Ну мы посидели какое-то время в кромешной темноте, а потом Маришка и говорит так негромко мне на ухо:
— Шурыч, а че это было? — а у самой слышно: зубы от страха стучат.
А я плечами пожимаю. Откуда же мне знать? Я уж не стал рассказывать про то, что в Волге видел, да что на дороге мне встречалось. Говорю ей так бодро:
— Сама же говоришь, ктулху это!
А она мне в ответ:
— Ага… Его не бывает!
— Ну как не бывает? — отвечаю я, — вот разных там бюреров, которые тебе воду приносят и разными глазами на тебя таращатся, тоже не бывает. А они, оказывается, есть…

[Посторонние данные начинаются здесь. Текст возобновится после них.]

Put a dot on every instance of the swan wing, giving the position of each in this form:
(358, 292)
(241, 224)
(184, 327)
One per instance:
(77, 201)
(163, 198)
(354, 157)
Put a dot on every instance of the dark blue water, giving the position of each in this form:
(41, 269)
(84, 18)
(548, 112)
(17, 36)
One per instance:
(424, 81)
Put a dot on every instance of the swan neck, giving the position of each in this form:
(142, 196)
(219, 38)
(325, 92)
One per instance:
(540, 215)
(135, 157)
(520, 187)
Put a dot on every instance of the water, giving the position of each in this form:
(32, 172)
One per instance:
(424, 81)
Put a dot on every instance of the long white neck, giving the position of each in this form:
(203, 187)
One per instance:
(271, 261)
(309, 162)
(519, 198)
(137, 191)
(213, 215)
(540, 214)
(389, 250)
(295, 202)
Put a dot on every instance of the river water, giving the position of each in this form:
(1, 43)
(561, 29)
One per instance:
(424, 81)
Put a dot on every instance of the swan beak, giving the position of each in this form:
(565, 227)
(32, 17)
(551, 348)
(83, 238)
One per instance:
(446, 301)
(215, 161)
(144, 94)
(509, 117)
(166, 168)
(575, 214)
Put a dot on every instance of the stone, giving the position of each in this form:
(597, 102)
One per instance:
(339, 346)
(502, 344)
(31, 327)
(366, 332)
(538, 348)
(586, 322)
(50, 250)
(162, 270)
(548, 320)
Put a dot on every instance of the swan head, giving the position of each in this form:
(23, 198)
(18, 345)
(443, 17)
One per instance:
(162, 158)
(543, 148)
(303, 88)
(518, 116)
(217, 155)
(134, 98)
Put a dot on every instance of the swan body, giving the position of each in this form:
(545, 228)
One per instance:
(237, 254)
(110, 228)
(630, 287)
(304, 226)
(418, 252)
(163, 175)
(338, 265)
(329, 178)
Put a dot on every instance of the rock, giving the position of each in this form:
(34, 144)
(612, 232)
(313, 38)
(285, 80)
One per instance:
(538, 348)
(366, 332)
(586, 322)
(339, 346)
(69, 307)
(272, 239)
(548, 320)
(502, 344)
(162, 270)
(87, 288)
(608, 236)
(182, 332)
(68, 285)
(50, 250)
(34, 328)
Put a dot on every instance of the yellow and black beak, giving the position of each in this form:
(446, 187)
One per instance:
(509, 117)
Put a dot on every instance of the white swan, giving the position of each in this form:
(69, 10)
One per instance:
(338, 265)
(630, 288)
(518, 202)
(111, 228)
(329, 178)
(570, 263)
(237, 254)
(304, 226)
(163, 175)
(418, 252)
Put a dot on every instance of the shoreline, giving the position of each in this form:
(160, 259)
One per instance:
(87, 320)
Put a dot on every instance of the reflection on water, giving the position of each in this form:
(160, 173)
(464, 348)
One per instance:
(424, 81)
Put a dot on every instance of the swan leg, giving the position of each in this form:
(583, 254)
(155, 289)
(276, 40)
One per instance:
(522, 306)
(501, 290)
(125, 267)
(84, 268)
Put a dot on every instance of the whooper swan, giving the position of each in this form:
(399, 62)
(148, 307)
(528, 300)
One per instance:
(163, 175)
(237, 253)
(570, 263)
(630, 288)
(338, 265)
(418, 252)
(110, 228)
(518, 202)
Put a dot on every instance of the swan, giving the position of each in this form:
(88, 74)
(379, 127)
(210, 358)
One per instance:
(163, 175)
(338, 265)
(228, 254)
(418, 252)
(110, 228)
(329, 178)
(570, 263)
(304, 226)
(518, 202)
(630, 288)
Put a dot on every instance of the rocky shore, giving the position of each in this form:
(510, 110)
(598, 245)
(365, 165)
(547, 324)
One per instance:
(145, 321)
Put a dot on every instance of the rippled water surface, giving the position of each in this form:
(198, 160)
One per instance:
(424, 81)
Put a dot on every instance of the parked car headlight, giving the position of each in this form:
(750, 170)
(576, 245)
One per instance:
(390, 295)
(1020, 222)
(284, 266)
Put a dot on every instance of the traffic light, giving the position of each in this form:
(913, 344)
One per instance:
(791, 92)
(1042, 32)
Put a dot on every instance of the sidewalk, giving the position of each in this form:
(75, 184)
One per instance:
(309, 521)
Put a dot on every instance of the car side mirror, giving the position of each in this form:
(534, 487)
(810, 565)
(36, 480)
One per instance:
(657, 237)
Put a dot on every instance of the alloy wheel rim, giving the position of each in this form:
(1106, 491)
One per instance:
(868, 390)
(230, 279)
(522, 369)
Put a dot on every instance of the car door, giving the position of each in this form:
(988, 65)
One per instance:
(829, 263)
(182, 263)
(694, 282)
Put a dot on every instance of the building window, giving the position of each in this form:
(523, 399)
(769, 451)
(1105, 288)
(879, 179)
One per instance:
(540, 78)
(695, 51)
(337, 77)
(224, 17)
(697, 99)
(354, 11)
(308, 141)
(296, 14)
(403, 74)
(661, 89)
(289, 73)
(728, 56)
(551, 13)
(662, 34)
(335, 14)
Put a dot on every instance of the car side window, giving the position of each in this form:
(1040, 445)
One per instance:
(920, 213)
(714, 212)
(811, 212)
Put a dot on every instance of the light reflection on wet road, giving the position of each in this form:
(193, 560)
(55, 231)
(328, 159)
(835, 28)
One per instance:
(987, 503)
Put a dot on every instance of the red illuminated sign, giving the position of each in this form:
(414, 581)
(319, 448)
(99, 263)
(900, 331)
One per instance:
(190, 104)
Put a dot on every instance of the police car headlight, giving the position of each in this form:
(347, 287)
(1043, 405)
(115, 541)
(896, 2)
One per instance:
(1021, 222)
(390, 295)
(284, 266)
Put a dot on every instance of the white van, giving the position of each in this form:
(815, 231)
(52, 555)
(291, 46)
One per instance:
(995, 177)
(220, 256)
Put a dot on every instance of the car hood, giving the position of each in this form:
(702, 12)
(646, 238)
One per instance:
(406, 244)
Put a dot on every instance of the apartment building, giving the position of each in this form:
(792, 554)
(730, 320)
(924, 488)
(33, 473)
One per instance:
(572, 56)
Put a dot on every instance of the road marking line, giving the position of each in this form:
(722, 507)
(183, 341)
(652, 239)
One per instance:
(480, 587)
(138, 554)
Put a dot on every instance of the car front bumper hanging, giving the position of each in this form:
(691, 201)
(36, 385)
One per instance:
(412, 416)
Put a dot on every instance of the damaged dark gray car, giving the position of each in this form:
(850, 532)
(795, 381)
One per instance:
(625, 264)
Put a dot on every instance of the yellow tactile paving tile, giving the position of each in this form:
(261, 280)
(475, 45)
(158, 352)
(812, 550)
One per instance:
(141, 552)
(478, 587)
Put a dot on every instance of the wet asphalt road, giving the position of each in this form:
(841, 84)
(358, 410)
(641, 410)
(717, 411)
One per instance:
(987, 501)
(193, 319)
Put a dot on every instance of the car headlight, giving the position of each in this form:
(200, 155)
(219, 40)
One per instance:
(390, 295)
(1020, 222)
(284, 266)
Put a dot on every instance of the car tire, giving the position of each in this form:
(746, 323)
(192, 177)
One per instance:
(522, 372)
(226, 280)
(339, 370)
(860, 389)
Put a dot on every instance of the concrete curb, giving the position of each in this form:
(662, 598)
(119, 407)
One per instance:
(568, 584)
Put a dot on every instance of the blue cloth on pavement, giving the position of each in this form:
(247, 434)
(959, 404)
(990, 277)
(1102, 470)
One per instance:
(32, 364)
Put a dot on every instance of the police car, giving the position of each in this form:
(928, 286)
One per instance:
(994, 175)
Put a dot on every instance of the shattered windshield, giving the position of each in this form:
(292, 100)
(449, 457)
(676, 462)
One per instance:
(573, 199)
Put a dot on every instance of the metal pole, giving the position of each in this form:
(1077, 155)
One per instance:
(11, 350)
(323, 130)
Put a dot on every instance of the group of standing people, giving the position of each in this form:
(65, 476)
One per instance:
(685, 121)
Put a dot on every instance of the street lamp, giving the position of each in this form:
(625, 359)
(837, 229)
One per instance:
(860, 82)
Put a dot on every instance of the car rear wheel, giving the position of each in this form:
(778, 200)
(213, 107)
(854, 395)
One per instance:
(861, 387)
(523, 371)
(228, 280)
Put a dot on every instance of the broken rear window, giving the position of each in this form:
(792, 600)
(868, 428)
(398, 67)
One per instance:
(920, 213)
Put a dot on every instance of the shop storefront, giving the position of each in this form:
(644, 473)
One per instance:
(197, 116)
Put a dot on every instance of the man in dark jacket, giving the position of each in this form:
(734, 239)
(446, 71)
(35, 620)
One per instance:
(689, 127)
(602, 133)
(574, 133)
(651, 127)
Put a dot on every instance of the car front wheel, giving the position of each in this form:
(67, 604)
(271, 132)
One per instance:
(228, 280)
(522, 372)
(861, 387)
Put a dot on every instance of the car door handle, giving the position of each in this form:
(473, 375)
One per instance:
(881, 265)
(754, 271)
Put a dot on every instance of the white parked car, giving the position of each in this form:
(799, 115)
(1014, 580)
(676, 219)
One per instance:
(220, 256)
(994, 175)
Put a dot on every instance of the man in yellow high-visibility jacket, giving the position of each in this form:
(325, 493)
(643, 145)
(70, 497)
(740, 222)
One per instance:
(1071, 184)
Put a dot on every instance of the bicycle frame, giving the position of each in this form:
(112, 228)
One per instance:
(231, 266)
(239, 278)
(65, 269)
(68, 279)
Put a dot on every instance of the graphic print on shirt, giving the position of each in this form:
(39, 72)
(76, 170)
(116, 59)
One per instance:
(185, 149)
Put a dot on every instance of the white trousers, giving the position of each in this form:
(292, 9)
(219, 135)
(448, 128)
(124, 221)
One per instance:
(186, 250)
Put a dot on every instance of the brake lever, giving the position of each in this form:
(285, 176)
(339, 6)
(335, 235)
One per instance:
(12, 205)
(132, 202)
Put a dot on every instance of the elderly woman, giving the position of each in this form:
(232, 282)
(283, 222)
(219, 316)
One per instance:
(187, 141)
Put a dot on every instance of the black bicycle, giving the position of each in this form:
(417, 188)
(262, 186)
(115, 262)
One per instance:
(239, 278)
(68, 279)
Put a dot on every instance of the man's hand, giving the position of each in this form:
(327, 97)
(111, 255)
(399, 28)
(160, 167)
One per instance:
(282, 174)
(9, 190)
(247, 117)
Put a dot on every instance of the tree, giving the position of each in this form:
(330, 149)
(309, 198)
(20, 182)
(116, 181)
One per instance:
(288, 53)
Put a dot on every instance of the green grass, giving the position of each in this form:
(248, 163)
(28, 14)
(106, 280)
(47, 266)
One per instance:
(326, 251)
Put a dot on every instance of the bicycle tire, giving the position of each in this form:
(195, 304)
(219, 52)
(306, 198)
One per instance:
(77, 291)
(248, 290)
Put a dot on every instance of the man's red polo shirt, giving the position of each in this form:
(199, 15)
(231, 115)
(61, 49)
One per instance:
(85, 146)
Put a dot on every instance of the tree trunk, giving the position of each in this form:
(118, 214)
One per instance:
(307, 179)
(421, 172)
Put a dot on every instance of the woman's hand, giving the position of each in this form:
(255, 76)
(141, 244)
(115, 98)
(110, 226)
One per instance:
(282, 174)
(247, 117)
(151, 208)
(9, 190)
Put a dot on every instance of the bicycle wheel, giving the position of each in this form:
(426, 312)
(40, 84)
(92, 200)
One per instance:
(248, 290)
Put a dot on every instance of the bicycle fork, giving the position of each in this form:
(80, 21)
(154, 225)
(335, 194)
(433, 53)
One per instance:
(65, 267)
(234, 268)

Тут Маришку передернуло, я даже в темноте это понял. А потом она мне и говорит:
— А откуда знаешь, что глаза разные?
— Так я же, — говорю, — видел его. Встречал. Шварц его фамилия. Это он тебя сюда, в Игнатово притащил.
Говорю я ей все это, а сам в темноту вглядываюсь. А вокруг тихо, словно и не было ничего. Нет, где-то камешки мелкие посыпались… И снова тишина.
— Ладно — говорю, — сиди здесь, пойду рюкзак принесу, там фонарь. Да и костер развести надо. Оно, видать, его не любит.
Ну сказано − сделано. Вылез я из ниши этой, где мы скрывались, и пошел в темноте на ощупь рюкзак искать. Нашел я его метрах, наверное, в шести, а то и в восьми от кострища. Рюкзак оказался целым, только мокрым немного. Но внутрь влага не попала, рюкзак же дорогой был, из лучшего кордура, непромокаемый. Так что нашел я фонарь, батарейки нащупал, вставил их, надел фонарь на голову, включил и опять за дровами отправился. Фонарь оказался мощный, даже лучше, чем тот, который я потерял, когда сюда провалился.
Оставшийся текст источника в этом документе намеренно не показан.